At this time, due to Patanjali's teachings, Yogis focused exclusively on meditation and neglected their Asanas (physical postures). This is because Patanjali thought that every individual consists of two parts - matter (prakiti) and soul (purusha), and that the goal of yoga is to free the soul from the material world in order to take it's original, pure form. This is often characterized as philosophical dualism. This was unusual as most Indian philosophy is of a non-dualistic nature. The world as it is perceived in a non-dualistic nature is generally thought to be different aspects of the same pure, shapeless but conscious existence.

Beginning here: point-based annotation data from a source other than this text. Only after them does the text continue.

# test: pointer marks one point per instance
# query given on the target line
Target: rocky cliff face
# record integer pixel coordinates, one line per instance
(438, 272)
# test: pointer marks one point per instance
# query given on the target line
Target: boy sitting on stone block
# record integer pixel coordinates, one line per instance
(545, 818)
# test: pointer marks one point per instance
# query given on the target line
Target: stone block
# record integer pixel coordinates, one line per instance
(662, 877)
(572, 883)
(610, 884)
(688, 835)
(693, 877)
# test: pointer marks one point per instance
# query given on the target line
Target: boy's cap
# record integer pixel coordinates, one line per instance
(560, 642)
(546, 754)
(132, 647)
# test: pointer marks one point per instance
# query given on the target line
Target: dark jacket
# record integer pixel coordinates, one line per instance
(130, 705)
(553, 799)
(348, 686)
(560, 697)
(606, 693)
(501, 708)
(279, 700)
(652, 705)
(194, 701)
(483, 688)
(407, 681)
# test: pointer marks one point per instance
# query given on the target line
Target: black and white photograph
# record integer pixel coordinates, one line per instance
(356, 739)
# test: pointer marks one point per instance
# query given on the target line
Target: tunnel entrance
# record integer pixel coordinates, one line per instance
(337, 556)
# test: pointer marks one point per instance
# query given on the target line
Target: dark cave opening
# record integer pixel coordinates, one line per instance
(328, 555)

It was only later that the belief of the body as a temple was rekindled and attention to the importance of the Asana was revived. This time, Yogis attempted to use yoga techniques to change the body and make it in connection with the mind, enlightened.

Post-Classical Yoga

The post classical era (modern) was very much unlike Patanjali's Yoga, and very much like the Vedic traditions, that is, characterized by a non-dualistic nature. Post-classical yoga also differs from the first three in that its focus is more on the present. It no longer strives to liberate a person from reality but rather teaches one to accept it and live at the moment.

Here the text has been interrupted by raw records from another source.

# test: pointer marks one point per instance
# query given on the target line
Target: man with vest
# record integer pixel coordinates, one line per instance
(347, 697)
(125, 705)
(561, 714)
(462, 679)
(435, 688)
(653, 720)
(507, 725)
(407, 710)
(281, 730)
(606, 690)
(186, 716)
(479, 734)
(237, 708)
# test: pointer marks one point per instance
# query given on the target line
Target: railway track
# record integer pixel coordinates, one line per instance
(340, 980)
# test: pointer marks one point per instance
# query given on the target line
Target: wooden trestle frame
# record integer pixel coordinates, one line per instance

Yoga was introduced in the West during the early 19th century. It was first studied as part of Eastern Philosophy and began as a movement for health around the 1930's. The new generation of Yogis developed a system where different exercises - in conjunction with deep breathing and meditation, would help keep the body young and prolong life. By the 1960's, there was an influx of Indian teachers who expounded on yoga. In 1961 Hatha Yoga was presented in American television by Richard Hittleman, and his book called The Twenty Eight day Yoga Plan sold in the millions. One prominent Yogi, Maharishi Mahesh, taught yoga to the famous pop stars The Beatles, and popularized Transcendental meditation. Another prominent yoga guru was Swami Sivananda. The most prominent of his works is his modified Five Principles of yoga which are:

  • Savasana or proper relaxation;
  • Asanas or proper exercise;
  • Pranayama or proper breathing;
  • Proper diet; and
  • Dhyana or positive thinking and meditation

Sivananda wrote more than 200 books on yoga and philosophy and had many disciples who furthered yoga. Some of them were Swami Satchitananda who introduced chanting and yoga to Woodstock; Swami Sivananada Radha who explored the connection between psychology and yoga, and Yogi Bhajan who started teaching Kundalini Yoga in the 70's.

Yoga has gained tremendously in popularity during the last few years, and today over 30 million people practice yoga on a regular basis. Yoga is the most rapidly growing health movement of today.

Yoga continues to proliferate and spread its teachings, crossing the boundaries of culture and language.